Il giogo dell’uniformità e del conflitto permanente si manifesta con tutta evidenza in Xing Junqin che riveste ogni cosa, cieli e statue, figure e panorami, occidente e oriente con la cifra mimetica militare. Tsui Tin Yun opta per una pittura appena abbozzata che possiede il fascino materico dell’informale, uno schermo di notazioni pittoriche incompiute entro cui appaiono delle fanciulle discinte provviste di un fare guerriero da operetta. In Xin Haizhou ritroviamo la nuova figurazione di origine fotografica, figlia prediletta del narcisismo mediatico che “scatta” istantanee di pose come incessanti provini che esaltano l’apparenza tentando di fugare il dilemma dell’appartenenza. Inquietante e affascinante è l’universo immaginario di Yin Kun che racconta di tipi umani ingenui e ispirati, fissati in una sorta di isterica parodia dei miti dell’ideologia maoista. Si tratta per lo più di bambini e adolescenti, rappresentati con una pittura fluida, veloce e generosa di soluzioni cromatiche e di inquadrature che aumentano il pathos sinistro delle espressioni. Sottilmente surreali sono i ritratti di Zhang Xiaogang che fissano l’obiettivo con un’enigmatica serietà combinata ad una struggente leggerezza. Figure normali, anonime diventano così campioni di un’umanità che vaga assorta e indecisa sospendendo il frastuono assordante del presente.Ancora più inquietanti sono i giovani di Shen Xiaotong che sembrano sul punto di svanire come i colori di un’antica istantanea e, nel timore di perdere consistenza, affidano la testimonianza della loro esistenza alle pupille che, evidenziate con un effetto mimesi da astuto amanuense, forano lo schermo e offrono una tangibilità inversamente proporzionale all’evanescenza delle figure.
GLI ARTISTI DELLA GALLERIA VECCHIATO
Numerosi i contratti stipulati con svariati artisti con cui la Galleria d’Arte Vecchiato ha deciso di collaborare, tra questi Ennio Finzi, Cesare Berlingeri, Rabarama, Renato Pengo, Corrado Zani fino ad arrivare ai giovanissimi Cinzia Pellin e Marco Tiani.

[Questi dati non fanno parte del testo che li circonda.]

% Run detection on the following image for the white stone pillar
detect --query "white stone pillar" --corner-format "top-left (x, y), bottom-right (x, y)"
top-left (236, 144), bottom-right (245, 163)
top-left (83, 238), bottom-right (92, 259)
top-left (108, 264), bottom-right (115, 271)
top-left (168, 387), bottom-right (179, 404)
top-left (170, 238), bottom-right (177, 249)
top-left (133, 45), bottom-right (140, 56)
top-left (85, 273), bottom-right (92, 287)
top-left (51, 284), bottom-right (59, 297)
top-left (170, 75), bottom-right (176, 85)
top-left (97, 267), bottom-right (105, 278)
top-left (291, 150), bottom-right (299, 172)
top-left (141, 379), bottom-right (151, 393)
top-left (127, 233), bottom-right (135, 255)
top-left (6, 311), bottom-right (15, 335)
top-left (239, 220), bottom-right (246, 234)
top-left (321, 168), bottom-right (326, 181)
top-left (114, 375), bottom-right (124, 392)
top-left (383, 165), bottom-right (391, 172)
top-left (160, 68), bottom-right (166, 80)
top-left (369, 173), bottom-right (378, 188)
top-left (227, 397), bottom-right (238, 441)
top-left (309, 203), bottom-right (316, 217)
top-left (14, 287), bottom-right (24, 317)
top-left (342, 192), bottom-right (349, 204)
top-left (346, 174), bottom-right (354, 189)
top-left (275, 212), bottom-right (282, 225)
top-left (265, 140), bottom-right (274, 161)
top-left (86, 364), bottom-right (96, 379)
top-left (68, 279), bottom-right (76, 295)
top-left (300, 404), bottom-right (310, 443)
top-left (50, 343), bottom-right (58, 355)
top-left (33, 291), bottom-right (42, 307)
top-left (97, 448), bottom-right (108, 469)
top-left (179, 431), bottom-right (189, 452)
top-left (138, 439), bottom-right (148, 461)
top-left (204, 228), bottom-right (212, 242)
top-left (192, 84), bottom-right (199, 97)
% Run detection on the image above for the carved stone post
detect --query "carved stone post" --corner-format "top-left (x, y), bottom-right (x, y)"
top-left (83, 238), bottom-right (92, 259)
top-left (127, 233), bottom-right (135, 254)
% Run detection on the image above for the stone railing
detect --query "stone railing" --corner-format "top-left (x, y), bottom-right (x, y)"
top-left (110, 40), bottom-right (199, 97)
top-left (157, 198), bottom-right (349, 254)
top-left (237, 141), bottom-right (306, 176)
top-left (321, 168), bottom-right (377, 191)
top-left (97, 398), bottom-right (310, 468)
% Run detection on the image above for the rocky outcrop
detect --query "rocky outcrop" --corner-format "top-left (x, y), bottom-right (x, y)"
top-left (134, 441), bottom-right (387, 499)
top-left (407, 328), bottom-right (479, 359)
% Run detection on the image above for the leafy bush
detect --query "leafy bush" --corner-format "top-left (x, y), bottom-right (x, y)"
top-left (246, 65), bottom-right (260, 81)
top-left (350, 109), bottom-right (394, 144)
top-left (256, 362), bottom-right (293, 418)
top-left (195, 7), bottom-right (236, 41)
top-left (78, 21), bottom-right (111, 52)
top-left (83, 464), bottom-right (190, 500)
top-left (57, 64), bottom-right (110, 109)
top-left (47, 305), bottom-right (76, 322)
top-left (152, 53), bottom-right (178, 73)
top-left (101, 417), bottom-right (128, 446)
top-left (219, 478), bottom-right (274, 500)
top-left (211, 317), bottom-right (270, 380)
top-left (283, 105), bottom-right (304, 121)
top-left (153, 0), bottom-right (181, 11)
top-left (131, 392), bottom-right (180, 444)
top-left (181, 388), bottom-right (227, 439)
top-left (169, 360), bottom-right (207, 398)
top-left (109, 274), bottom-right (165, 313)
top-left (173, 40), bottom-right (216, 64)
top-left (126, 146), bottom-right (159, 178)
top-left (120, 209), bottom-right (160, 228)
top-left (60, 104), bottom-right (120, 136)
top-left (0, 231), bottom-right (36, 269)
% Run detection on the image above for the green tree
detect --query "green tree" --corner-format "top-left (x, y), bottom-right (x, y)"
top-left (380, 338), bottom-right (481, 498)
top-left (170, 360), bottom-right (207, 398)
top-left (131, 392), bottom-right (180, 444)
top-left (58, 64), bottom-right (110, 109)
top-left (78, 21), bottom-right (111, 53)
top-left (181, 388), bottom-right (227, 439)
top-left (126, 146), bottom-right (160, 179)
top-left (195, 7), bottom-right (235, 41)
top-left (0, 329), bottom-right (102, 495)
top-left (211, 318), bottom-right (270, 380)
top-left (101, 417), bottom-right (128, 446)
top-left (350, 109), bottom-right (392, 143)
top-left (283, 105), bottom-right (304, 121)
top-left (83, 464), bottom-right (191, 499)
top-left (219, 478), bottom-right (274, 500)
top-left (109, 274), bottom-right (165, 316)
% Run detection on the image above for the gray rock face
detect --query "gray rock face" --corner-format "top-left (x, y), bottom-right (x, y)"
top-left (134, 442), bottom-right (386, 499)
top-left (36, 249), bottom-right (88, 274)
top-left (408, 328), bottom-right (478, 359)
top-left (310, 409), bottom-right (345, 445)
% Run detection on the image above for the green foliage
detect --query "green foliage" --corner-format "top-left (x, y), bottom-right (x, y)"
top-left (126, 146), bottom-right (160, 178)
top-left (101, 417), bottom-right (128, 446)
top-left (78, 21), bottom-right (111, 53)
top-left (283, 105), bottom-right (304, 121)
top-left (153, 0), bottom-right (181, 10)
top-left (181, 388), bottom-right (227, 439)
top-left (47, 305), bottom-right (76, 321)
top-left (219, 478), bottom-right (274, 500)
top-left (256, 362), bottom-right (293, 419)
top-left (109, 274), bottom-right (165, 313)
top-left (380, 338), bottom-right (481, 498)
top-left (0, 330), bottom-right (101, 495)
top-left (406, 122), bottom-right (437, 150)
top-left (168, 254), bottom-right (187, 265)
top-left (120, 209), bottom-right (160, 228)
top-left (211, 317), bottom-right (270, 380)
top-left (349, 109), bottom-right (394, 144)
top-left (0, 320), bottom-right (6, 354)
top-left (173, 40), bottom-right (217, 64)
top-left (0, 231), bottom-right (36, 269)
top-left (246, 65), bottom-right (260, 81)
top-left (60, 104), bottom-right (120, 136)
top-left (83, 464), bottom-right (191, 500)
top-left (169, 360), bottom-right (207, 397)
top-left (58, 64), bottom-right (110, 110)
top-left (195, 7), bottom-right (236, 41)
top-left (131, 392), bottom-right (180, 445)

Altrettanto rinomato è il desiderio di internazionalità che alimenta questo giovane staff, che promuove molto attivamente l’arte contemporanea italiana nel mondo. Importanti e numerose sono infatti le collaborazioni con strutture museali di città europee e d’oltreoceano: dagli Stati Uniti, al Messico, dalla Francia, al Venezuela ma soprattutto la Cina con il Millennium Monument di Pechino, il Museo d'Arte di He Xiangning a Shenzhen ed il Museo d'Arte Contemporanea di Shanghai.